Method for producing an aluminum alloy part implementing an additive manufacturing technique with preheating
Abstract
A method for manufacturing a part (20) including forming successive metal layers (20 1 . . . 20 n ), stacked on each other, each layer being formed by depositing an aluminum alloy (15), the aluminum alloy being subjected to an energy input so as to melt down and form said layer when solidifying, the method being characterized in that: during the manufacture of the part, before the formation of each layer, the aluminum alloy powder is maintained at a temperature higher than or equal to 25° C. and lower than 160° C. or comprised from 300° C. to 500° C.; the method includes applying, to the part, a post-manufacture heat treatment at a temperature comprised from 300° C. to 400° C.; the post-manufacture heat treatment begins with an increase in temperature, the increase being performed at a temperature rise rate higher than 5° C. per minute; the method does not include solution heat treatment followed by quenching.
Claims
exact text as granted — not AI-modified1 . A method for manufacturing a part comprising forming successive metal layers stacked on each other, each layer following a pattern defined from a digital model, each layer being formed by exposing a powder of an aluminum alloy to a light beam or to a beam of charged particles, so as to cause meltdown of the powder, followed by solidification, the method comprising:
during manufacture of the part, before formation of each layer, the aluminum alloy powder is maintained at a temperature higher than or equal to 25° C. and lower than 160° C. or comprised from 300 to 500° C.; the method further comprises applying to the part, a post-manufacture heat treatment at a temperature (T′) comprised from 300° C. to 400° C.; the post-manufacture heat treatment is performed by exposing the part to a temperature rise (ΔT′) higher than 5° C. per minute; the method does not include solution heat treatment followed by quenching.
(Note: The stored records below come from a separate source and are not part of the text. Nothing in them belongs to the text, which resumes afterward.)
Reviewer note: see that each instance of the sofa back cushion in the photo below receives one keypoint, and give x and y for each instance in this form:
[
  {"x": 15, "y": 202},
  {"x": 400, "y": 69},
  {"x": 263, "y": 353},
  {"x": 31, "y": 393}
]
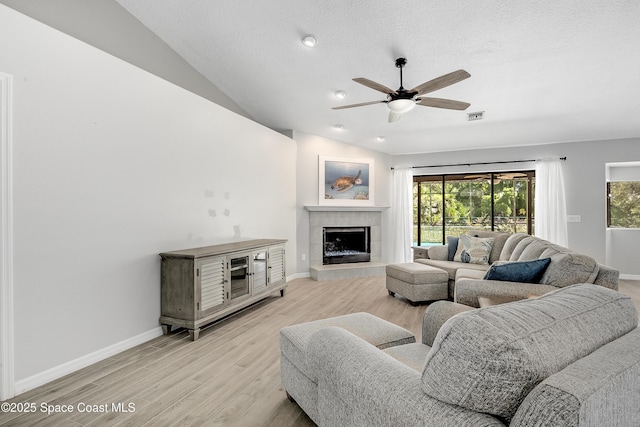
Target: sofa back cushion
[
  {"x": 489, "y": 359},
  {"x": 499, "y": 239},
  {"x": 510, "y": 245},
  {"x": 567, "y": 267}
]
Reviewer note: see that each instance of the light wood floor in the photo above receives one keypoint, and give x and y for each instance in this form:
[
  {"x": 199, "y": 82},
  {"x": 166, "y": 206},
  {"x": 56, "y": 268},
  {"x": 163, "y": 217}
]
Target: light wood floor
[{"x": 229, "y": 377}]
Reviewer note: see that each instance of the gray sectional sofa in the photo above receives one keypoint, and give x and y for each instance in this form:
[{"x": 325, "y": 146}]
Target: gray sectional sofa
[
  {"x": 566, "y": 267},
  {"x": 567, "y": 358}
]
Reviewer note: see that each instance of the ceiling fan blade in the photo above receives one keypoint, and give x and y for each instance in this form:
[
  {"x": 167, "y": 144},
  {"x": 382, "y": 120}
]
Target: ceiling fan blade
[
  {"x": 394, "y": 117},
  {"x": 373, "y": 85},
  {"x": 358, "y": 105},
  {"x": 443, "y": 103},
  {"x": 440, "y": 82}
]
2 . The method according to claim 1 , wherein the powder is maintained at a temperature comprised-from 25 to 150° C.
3 . The method according to claim 2 , wherein the powder is maintained at a temperature comprised-from 80° C. to 130° C.
4 . The method according to claim 1 , wherein during the post-manufacture heat treatment, the temperature rise (ΔT′) is higher than 10° C. per minute or higher than 20° C. per minute or higher than 40° C. per minute.
5 . The method according to claim 1 , wherein during the post-manufacture heat treatment, the temperature rise (ΔT′) is instantaneous.
6 . The method according to claim 1 , wherein the aluminum alloy includes at least the following alloy elements:
at least one element selected from among Zr, Sc, Hf, Ti, V, Er, Tm, Yb and/or Lu, according to a mass fraction higher than or equal to 0.30%, optionally 0.30-2.50%. optionally 0.40-2.00%, optionally 0.40-1.80%, optionally 0.50-1.60%, optionally 0.60-1.50%, optionally 0.70-1.40%, optionally 0.80-1.20% in total; optionally Mg, according to a mass fraction lower than 0.30%, optionally lower than 0.10%, optionally lower than 0.05%; optionally Zn, according to a mass fraction lower than 0.30%, optionally lower than 0.10%, optionally lower than 0.05%; optionally at least one element selected from among: Ni, Mn, Cr and/or Cu, according to a mass fraction from 0.50 to 7.00%, optionally from 1.00 to 6.00% each; optionally, according to a mass fraction lower than 25.00%, optionally lower than 20.00%, optionally lower than 15.00% in total; optionally at least one element selected from among: W, Nb, Ta, Y, Nd, Ce, Co, Mo and/or mischmetal, according to a mass fraction lower than or equal to 5.00%, optionally lower than or equal to 3% each, and lower than or equal to 15.00%, optionally lower than or equal to 12%, optionally lower than or equal to 5% in total; optionally at least one element selected from among: Si, La, Sr, Ba, Sb, Bi, Ca, P, B, In and/or Sn, according to a mass fraction lower than or equal to 1.00%, optionally lower than or equal to 0.5%, optionally lower than or equal to 0.3%, optionally lower than or equal to 0.1%, optionally lower than or equal to 700 ppm each, and lower than or equal to 2.00%, optionally lower than or equal to 1% in total; optionally Fe, according to a mass fraction from 0.50 to 7.00%, optionally from 1.00 to 6.00% according to a first variant, or according to a mass fraction lower than or equal to 1.00%, optionally lower than or equal to 0.5%, optionally lower than or equal to 0.3%, optionally lower than or equal to 0.1%, optionally lower than or equal to 700 ppm according to a second variant; optionally at least one element selected from among: Ag according to a mass fraction from 0.06 to 1.00% and/or Li according to a mass fraction from 0.06 to 1.00%; optionally impurities according to a mass fraction lower than 0.05% each, 500 ppm, and lower than 0.15% in total; remainder aluminum.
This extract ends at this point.